Examples
Here is an example of how to train, validate and post-process the model on a tiny dataset of images, texts, or audios. See more details on dataset format.
SCROLL RIGHT FOR IMAGES > TEXTS > AUDIOS
Extra illustrations, explanations and tips for the code above.
Retrieval by trained model
Here is an inference time example (in other words, retrieval on test set).

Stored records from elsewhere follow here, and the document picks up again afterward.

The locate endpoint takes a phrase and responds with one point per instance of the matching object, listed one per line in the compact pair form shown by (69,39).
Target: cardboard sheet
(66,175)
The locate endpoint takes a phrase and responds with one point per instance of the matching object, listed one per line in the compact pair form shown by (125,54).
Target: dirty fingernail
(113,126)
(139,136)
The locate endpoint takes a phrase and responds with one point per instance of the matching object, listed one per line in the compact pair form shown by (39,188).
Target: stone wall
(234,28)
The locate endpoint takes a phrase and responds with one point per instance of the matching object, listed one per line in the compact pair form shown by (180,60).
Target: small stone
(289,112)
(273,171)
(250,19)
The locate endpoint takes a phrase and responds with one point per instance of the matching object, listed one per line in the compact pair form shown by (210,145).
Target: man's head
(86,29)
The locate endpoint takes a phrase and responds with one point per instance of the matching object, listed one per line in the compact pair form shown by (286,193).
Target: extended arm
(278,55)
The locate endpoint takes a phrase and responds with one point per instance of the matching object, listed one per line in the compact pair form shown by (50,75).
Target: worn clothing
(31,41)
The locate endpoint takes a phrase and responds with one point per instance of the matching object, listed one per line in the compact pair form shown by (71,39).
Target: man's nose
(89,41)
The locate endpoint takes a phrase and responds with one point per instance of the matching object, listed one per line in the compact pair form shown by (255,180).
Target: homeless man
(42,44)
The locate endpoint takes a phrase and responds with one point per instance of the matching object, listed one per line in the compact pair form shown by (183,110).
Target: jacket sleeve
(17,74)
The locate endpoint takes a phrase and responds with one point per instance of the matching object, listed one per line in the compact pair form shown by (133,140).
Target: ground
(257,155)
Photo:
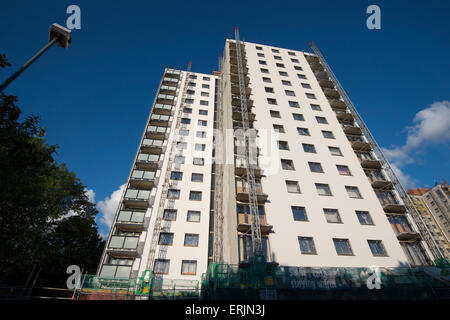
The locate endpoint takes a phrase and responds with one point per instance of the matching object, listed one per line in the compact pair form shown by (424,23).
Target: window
(283,145)
(303,131)
(343,170)
(278,128)
(377,248)
(328,134)
(201,134)
(299,213)
(307,245)
(322,120)
(353,192)
(165,239)
(306,85)
(309,148)
(179,159)
(294,104)
(323,189)
(197,177)
(335,151)
(176,175)
(332,215)
(287,164)
(364,217)
(343,247)
(170,214)
(315,167)
(289,93)
(275,114)
(195,195)
(193,216)
(161,266)
(200,147)
(189,267)
(292,186)
(199,161)
(191,240)
(173,194)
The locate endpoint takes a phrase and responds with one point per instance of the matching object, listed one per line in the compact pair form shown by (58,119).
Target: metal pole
(26,65)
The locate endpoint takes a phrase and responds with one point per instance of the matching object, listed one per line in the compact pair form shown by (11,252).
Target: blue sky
(94,98)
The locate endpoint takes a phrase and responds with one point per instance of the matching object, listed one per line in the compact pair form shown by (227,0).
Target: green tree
(46,219)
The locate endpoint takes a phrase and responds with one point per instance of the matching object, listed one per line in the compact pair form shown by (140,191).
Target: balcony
(242,193)
(344,116)
(159,120)
(351,129)
(165,99)
(337,104)
(160,108)
(389,203)
(326,84)
(152,146)
(316,66)
(236,101)
(402,228)
(245,223)
(130,220)
(173,73)
(237,91)
(168,90)
(142,179)
(136,198)
(170,82)
(123,246)
(377,179)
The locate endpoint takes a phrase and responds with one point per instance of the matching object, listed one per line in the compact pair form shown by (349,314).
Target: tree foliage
(46,219)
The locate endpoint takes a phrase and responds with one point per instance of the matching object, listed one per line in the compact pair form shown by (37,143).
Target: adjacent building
(324,195)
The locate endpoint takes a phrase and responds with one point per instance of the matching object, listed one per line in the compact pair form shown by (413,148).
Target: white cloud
(108,208)
(431,126)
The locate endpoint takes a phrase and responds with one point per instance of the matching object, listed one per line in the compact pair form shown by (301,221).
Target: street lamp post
(57,34)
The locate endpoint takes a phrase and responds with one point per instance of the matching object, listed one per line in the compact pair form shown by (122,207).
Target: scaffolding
(379,154)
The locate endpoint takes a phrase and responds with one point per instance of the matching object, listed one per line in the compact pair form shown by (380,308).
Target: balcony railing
(141,179)
(390,203)
(123,246)
(152,146)
(130,220)
(137,198)
(245,223)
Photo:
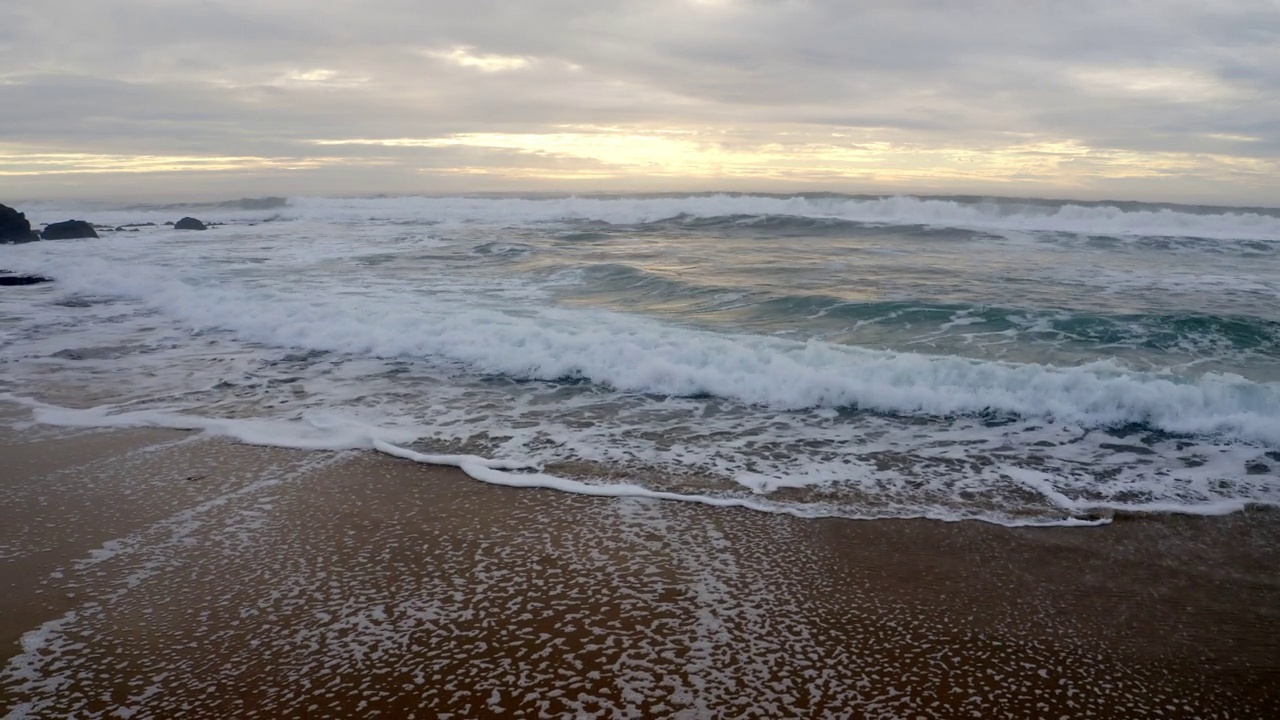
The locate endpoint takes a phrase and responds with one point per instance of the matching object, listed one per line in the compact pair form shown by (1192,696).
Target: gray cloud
(265,78)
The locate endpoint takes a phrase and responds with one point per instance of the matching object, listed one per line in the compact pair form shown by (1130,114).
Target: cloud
(1180,103)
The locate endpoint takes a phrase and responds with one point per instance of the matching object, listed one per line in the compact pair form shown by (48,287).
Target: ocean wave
(810,212)
(643,355)
(799,213)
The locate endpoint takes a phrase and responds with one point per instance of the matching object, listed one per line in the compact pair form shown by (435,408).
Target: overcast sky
(167,99)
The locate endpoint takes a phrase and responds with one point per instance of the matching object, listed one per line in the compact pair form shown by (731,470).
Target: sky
(1162,100)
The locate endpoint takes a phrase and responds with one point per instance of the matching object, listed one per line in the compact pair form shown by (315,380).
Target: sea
(1010,360)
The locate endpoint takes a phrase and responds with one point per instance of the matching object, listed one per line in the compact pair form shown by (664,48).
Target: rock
(22,279)
(69,229)
(14,226)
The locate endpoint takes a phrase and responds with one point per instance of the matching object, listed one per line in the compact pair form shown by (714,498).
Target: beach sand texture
(165,574)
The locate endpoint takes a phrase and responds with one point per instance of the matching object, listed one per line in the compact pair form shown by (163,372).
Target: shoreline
(168,572)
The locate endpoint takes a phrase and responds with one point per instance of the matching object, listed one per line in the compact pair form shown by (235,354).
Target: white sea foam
(641,355)
(993,215)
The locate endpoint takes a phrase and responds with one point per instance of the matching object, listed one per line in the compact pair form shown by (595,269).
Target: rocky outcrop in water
(68,229)
(14,226)
(8,278)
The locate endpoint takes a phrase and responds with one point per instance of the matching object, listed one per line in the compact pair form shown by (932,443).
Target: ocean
(1018,361)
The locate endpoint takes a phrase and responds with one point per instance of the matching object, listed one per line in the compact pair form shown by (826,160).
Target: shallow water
(1016,361)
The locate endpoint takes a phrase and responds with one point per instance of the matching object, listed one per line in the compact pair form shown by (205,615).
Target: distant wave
(766,212)
(640,355)
(900,210)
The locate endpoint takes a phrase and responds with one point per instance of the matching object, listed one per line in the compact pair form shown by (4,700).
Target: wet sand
(161,574)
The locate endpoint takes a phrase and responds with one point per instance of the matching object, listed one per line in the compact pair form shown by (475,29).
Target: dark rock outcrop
(69,229)
(9,279)
(14,226)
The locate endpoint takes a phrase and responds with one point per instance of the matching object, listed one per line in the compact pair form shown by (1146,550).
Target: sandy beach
(164,574)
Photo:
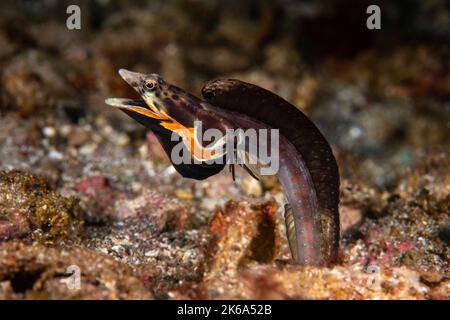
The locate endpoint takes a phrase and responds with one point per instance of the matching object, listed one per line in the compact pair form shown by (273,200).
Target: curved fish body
(307,168)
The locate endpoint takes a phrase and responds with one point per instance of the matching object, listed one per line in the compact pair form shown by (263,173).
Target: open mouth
(135,105)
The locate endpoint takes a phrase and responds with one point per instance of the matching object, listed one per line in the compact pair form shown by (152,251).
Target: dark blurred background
(138,230)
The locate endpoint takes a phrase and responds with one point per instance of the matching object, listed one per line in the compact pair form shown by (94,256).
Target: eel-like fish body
(307,171)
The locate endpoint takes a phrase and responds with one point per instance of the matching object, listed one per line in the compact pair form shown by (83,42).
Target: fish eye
(151,85)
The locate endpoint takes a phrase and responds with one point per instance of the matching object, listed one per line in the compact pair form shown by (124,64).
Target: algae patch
(29,207)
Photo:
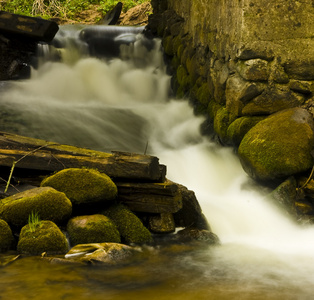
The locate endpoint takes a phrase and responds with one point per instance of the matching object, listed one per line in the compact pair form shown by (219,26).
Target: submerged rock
(42,237)
(6,236)
(48,203)
(129,225)
(92,229)
(109,253)
(279,146)
(83,186)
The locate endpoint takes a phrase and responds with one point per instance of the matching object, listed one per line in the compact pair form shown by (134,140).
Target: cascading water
(124,104)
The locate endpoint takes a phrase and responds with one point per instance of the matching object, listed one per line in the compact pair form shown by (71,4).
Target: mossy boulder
(6,236)
(45,237)
(238,128)
(108,253)
(48,203)
(92,229)
(279,146)
(129,225)
(83,186)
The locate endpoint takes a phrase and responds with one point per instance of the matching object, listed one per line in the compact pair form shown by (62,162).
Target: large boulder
(6,236)
(108,253)
(279,146)
(45,236)
(48,203)
(83,186)
(129,225)
(92,229)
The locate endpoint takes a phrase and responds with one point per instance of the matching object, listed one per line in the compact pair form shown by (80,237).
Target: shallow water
(125,105)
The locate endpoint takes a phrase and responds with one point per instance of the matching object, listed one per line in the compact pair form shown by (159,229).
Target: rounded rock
(83,185)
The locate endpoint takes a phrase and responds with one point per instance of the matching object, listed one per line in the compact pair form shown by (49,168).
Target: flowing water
(125,104)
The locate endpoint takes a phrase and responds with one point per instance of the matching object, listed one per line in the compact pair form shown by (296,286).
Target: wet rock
(300,69)
(254,69)
(238,128)
(285,195)
(43,237)
(108,253)
(92,229)
(303,87)
(273,99)
(129,225)
(48,203)
(6,236)
(83,186)
(194,234)
(191,213)
(162,223)
(279,146)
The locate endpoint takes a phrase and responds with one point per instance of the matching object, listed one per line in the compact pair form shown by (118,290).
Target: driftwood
(150,197)
(35,154)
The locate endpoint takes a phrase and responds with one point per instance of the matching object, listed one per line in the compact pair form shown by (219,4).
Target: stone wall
(240,61)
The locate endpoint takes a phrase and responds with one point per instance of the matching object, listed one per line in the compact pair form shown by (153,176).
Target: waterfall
(123,103)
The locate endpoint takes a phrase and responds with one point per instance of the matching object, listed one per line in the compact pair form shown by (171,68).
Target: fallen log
(150,197)
(36,154)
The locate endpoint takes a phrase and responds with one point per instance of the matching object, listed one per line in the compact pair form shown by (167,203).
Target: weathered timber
(27,27)
(36,154)
(150,197)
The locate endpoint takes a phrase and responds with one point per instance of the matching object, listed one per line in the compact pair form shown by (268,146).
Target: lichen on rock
(46,201)
(47,237)
(129,225)
(92,229)
(6,236)
(279,146)
(83,186)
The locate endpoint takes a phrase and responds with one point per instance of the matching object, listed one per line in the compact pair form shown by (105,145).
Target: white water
(117,106)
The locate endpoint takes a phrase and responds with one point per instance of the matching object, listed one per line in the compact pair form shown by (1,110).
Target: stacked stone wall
(239,59)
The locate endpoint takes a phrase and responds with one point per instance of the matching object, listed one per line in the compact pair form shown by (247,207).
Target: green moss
(92,229)
(222,121)
(83,185)
(238,128)
(203,94)
(212,109)
(177,42)
(129,225)
(46,201)
(46,238)
(167,43)
(6,236)
(279,146)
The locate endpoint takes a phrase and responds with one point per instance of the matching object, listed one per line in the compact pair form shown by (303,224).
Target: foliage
(33,221)
(63,9)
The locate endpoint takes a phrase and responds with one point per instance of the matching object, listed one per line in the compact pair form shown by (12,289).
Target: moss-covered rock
(222,121)
(279,146)
(45,237)
(47,202)
(92,229)
(238,128)
(108,253)
(129,225)
(6,236)
(83,185)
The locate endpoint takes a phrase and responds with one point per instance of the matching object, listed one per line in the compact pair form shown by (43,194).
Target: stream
(124,103)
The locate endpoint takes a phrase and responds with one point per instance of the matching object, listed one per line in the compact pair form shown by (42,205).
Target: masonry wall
(239,58)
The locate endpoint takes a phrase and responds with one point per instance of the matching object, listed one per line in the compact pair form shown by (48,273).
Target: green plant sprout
(33,221)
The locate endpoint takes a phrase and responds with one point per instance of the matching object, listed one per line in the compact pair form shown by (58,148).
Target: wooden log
(150,197)
(27,27)
(35,154)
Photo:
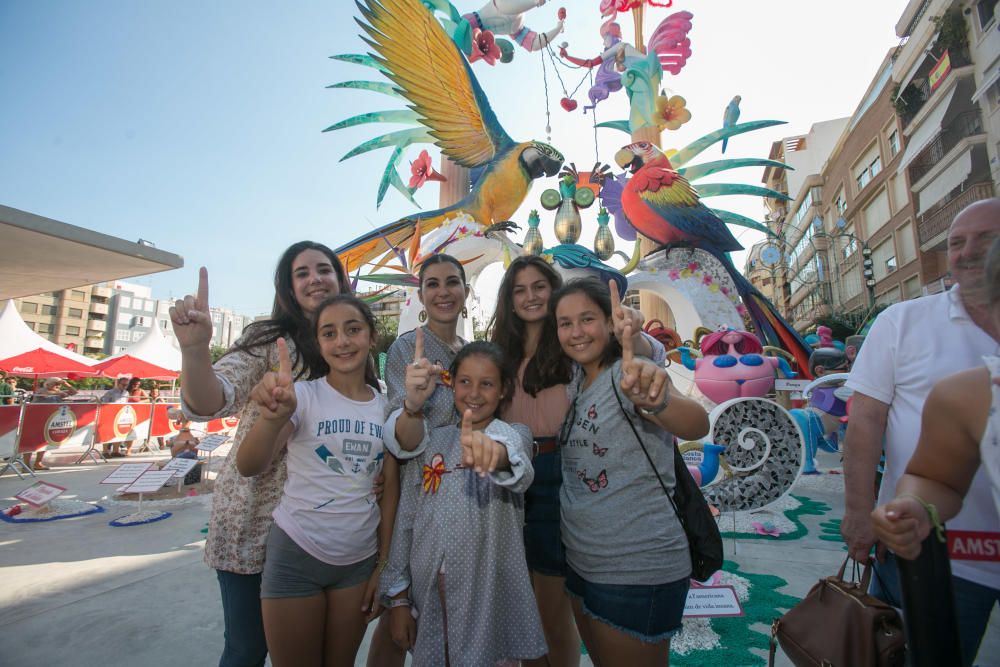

The code below works for both texts and images.
See example
from oml.datasets import ImageQueryGalleryDataset
from oml.inference import inference
from oml.models import ViTExtractor
from oml.registry import get_transforms_for_pretrained
from oml.utils import get_mock_images_dataset
from oml.retrieval import RetrievalResults, AdaptiveThresholding
_, df_test = get_mock_images_dataset(global_paths=True)
del df_test["label"] # we don't need gt labels for doing predictions
extractor = ViTExtractor.from_pretrained("vits16_dino").to("cpu")
transform, _ = get_transforms_for_pretrained("vits16_dino")
dataset = ImageQueryGalleryDataset(df_test, transform=transform)
embeddings = inference(extractor, dataset, batch_size=4, num_workers=0)
rr = RetrievalResults.from_embeddings(embeddings, dataset, n_items=5)
rr = AdaptiveThresholding(n_std=3.5).process(rr)
rr.visualize(query_ids=[0, 1], dataset=dataset, show=True)
# you get the ids of retrieved items and the corresponding distances
print(rr)
Retrieval by trained model: streaming & txt2im
Here is an example where queries and galleries processed separately.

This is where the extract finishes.